Other studies have shown that medical students are able to quickly acquire ultrasound recordings of good quality on normal test subjects, in optimal conditions with a standard ultrasound machine and PSID after a brief period of training [22, 23]. For the assessment of diagnostic accuracy in our study, only acceptable organ images were used. This may have diluted the true diagnostic accuracy to some extent. However the lack of a formal gold standard/reference made the basis for this, as assessing accuracy in non-acceptable images is useless when no reference is available.

A recent, though smaller study with five final year medical students has shown encouraging results using pocket-size cardiac ultrasonography as an adjunct to standard physical examination in cardiology patients [9]. We have broadened the field, looking at several different organ systems and included diverse groups of hospital and emergency room patients.

The European Association of Echocardiography published a position statement in 2010 regarding with the use of PSID [24]. It supports the use of PSID as a teaching tool in medical schools, as a tool for a fast initial screening in the emergency setting, and as a complement to the standard physical examination.

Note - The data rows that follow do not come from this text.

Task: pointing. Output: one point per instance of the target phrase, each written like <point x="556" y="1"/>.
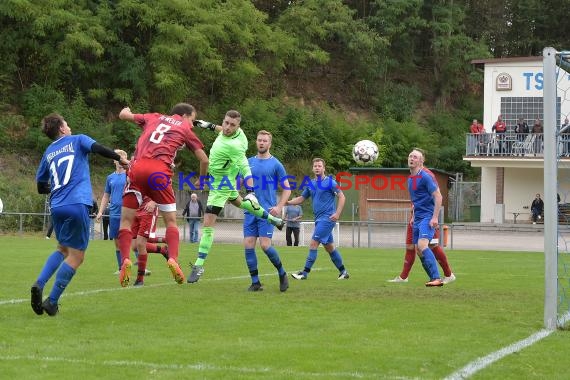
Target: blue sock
<point x="62" y="278"/>
<point x="310" y="260"/>
<point x="429" y="264"/>
<point x="52" y="263"/>
<point x="251" y="260"/>
<point x="118" y="253"/>
<point x="273" y="256"/>
<point x="336" y="258"/>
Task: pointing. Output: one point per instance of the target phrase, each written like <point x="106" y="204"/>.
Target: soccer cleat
<point x="255" y="287"/>
<point x="195" y="274"/>
<point x="125" y="273"/>
<point x="343" y="275"/>
<point x="300" y="275"/>
<point x="176" y="271"/>
<point x="283" y="282"/>
<point x="398" y="279"/>
<point x="436" y="282"/>
<point x="37" y="299"/>
<point x="447" y="280"/>
<point x="50" y="308"/>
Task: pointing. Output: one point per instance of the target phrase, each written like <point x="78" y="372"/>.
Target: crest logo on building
<point x="504" y="82"/>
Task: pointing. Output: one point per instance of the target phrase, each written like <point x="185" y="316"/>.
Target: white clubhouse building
<point x="512" y="166"/>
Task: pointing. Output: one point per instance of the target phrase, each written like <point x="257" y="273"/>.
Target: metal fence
<point x="229" y="230"/>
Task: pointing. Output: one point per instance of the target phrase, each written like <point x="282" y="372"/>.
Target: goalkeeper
<point x="227" y="161"/>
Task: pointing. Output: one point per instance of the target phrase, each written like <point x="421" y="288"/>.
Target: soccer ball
<point x="365" y="152"/>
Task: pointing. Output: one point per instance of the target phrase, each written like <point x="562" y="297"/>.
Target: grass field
<point x="363" y="328"/>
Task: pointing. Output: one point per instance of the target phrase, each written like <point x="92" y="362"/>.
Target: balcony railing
<point x="511" y="144"/>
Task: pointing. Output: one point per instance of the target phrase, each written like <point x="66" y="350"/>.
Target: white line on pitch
<point x="481" y="363"/>
<point x="200" y="367"/>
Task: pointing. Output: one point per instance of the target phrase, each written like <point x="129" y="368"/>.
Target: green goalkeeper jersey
<point x="227" y="157"/>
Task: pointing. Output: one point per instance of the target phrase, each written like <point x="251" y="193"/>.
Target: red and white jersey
<point x="163" y="136"/>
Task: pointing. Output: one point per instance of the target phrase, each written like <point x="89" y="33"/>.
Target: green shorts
<point x="220" y="197"/>
<point x="222" y="189"/>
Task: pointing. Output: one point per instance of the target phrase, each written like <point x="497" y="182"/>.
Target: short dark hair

Previous studies have shown increased accuracy, efficacy and diagnostic impact of pocket-size point-of-care ultrasonography in the hands of experts versus non-experts [68, 11, 13, 25]. Thus the benefits of bedside PSID exams increase with increasing proficiency in its use and proficiency has been shown to increase with increasing use [23]. Additionally, ultrasonography has been shown to increase the skills of medical students in core subjects such as anatomy, physiology, and physical examination [9, 1418]. Therefore standardized training with an appropriate education program in the routine use PSID as an adjunct to standard physical examination should start as early as possible in a physician’s career.

Limitations

The main limitation of this study is the inability to exclude for selection bias. With the use of their logbooks, students were able to select which ultrasound loops were eligible for review. This selection and spectrum bias may have lead to some overestimation of the results for feasibility and accuracy, however the degree of selection bias is in line with similar studies involving unselected residents and nurses [26, 27]. Furthermore one student did not hand in a completed logbook and a further eight students did not perform any examinations with PSID and were therefore excluded from the study. The number of students not performing any examinations was probably influenced by several factors. Firstly the use of PSID in their clinical placement was not a mandatory exercise for the medical students. Secondly, as this was a trial of the use of PSID the students received specific instructions not to let the trial come in the way of their other academic responsibilities. Thirdly, the inclusion of patients was performed by the medical students themselves, which may have created a further barrier for its use. Lastly the use of ultrasound imaging is operator dependant, enthusiastic students will likely acquire more and better images reflecting a more realistic picture of it’s clinical use, i.e. those skilled in ultrasound will also be the ones using it the most.

Conclusion

Medical students with minimal training were able to use PSID as a supplement to standard physical examination and successfully acquire acceptable relevant organ images for presentation and correctly interpret these with great accuracy. Incorporating training of point-of-care ultrasound in medical student education may be one step further towards a more widespread use of ultrasound and a faster and more accurate diagnosis for patients.